Pestañas

Segundo Domingo de Adviento

 Te llamaré con nombre nuevo  
Fernando Armellini

  
Evangelio: Lucas 3,1-6

 En el año quince del reinado del emperador Tiberio, siendo Poncio Pilato gobernador de Judea, y Herodes virrey de Galilea, y su hermano Felipe virrey de Iturea y Traconítide, y Lisanio virrey de Abilene, bajo el sumo sacerdocio de Anás y Caifás, vino la Palabra de Dios sobre Juan, hijo de Zacarías, en el desierto.
Y recorrió toda la comarca del Jordán, predicando un bautismo de conversión para perdón de los pecados, como está escrito en el libro de los oráculos del Profeta Isaías:
«Una voz grita en el desierto:
preparad el camino del Señor, allanad sus senderos;
elévense los valles, desciendan los montes y colinas;
que lo torcido se enderece, lo escabroso se iguale.
Y todos verán la salvación de Dios.»

          La referencia cronológica con la que Lucas comienza su relato es precisa e importante porque nos permite fechar el comienzo de la vida pública de Jesús. En Palestina el año comienza el 1 de octubre, por tanto el año decimoquinto del reinado de Tiberio hay que situarlo entre 1 de octubre del año 27 y 30 de septiembre del 28 d.C., una fecha que encaja perfectamente con Juan 2,20.
          Lucas quiere dejar claro a todos que no está empezando a contar una fábula, un mito esotérico nacido de la imaginación extravagante de un soñador excéntrico, sino que se está refiriendo a hechos reales y concretos.

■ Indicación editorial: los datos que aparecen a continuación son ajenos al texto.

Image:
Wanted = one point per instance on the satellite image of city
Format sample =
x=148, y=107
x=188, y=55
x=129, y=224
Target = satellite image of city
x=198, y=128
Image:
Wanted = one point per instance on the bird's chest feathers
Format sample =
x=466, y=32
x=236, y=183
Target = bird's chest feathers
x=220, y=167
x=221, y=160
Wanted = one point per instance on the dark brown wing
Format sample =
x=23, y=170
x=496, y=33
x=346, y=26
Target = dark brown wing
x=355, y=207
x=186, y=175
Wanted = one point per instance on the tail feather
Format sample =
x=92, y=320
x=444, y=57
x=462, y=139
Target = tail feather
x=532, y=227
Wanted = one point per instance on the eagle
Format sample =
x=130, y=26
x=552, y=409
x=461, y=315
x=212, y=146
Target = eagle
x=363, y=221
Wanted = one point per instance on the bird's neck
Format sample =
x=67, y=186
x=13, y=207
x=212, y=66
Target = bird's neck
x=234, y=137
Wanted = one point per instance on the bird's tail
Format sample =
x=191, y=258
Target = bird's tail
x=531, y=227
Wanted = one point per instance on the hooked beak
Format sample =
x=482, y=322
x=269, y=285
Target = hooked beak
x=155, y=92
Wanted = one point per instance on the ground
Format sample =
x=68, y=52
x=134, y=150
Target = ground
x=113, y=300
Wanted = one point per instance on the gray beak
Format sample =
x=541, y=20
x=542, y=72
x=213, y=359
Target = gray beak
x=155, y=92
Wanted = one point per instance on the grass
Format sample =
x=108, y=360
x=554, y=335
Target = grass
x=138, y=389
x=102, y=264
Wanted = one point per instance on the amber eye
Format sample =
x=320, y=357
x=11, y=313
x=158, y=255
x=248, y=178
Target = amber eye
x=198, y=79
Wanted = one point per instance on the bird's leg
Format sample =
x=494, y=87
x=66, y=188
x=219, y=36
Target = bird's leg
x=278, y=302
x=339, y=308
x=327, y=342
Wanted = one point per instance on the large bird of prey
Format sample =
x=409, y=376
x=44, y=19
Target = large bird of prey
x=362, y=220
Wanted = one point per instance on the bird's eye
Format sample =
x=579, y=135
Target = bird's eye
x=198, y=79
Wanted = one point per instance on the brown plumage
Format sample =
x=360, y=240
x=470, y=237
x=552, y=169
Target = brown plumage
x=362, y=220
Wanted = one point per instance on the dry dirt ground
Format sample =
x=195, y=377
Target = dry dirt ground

La intervención de Dios en la historia humana ha tenido lugar en un momento y lugar bien definidos. Sin embargo, si el objetivo del evangelista solamente hubiera sido indicar la fecha del comienzo de la vida pública de Jesús, se hubiera podido detener después de esta primera indicación. En cambio, continúa y agrega otros datos: indica el nombre de los gobernadores de Palestina y territorios vecinos y de sumos sacerdotes Anás y Caifás. En total son siete personajes y para llegar a esta cifra debe agregar también a Anás quien, desde hacía trece años, ya no era sumo sacerdote, aunque sigue desempeñando un papel importante.
          El número 7 tiene claramente un significado simbólico: el de totalidad. Junto con los nombres y funciones de las personas mencionadas, indica que toda la historia –sagrada y secular, judía y pagana– está involucrada en el acontecimiento que va a narrar. Es un inicio que afecta a todos los pueblos y todas las instituciones civiles y religiosas.
          Después de la introducción histórica, entra solemnemente en escena el primer personaje, el Bautista: “La palabra del Señor se dirigió a Juan, hijo de Zacarías, en el desierto”. Son palabras con las que en el Antiguo Testamento se presenta la vocación de los grandes profetas (cf. Jer 1,1.4).
          Todo comienza en el desierto, un lugar lleno de recuerdos y de profunda resonancia emocional para los israelitas. Es en el desierto donde han aprendido muchas lecciones: han aprendido a despojarse de todo lo superfluo, por constituir un peso inútil con el que cargar a lo largo del camino, han aprendido a ser solidarios y a compartir sus bienes con los hermanos, han aprendido, sobre todo, a fiarse de Dios.
          En la época de Jesús, era al desierto a donde se retiraban los que querían repetir la experiencia espiritual de sus padres, los que querían escapar a la hipocresía de una religión hecha de formalismos y prácticas puramente exteriores. Es en el desierto a donde van a vivir los que rechazan la sociedad corrupta, injusta y opresiva que se ha instalado en su tierra. Entre estas personas “contestadoras” se encuentra también Juan, hijo de Zacarías (Lc 1,80).
          Lucas no dice nada acerca de su estilo de vestir, no habla de su comida, pero por lo que nos dice Mateo (cf. Mt 3,4), sabemos que el Bautista no usaba la larga túnica blanca de los sacerdotes del templo sino que vestía ropa áspera, como la del profeta Elías (cf. 2 R 2,13-14); en vez de productos de la ciudad, se alimentaba de lo que el desierto le ofrecía espontáneamente. El Bautista quería ser y aparecer extranjero en su propia tierra; era un israelita, pero su comportamiento lo distinguía claramente de la gente de su pueblo.
          Al igual que Juan, también los cristianos, aun estando en el mundo, viven la espiritualidad del desierto. En un mundo donde se considera normal el recurso a la violencia, a la represalia e incluso a la guerra, ellos hablan solo palabras de paz y perdón; en un mundo en el que se proclaman bienaventurados a los que atesoran bienes explotando incluso a los más débiles, ellos anuncian el servicio gratuito a los pobres y el compartir; en un mundo donde se busca placer a toda costa, los cristianos predican renuncia y el don de sí mismos.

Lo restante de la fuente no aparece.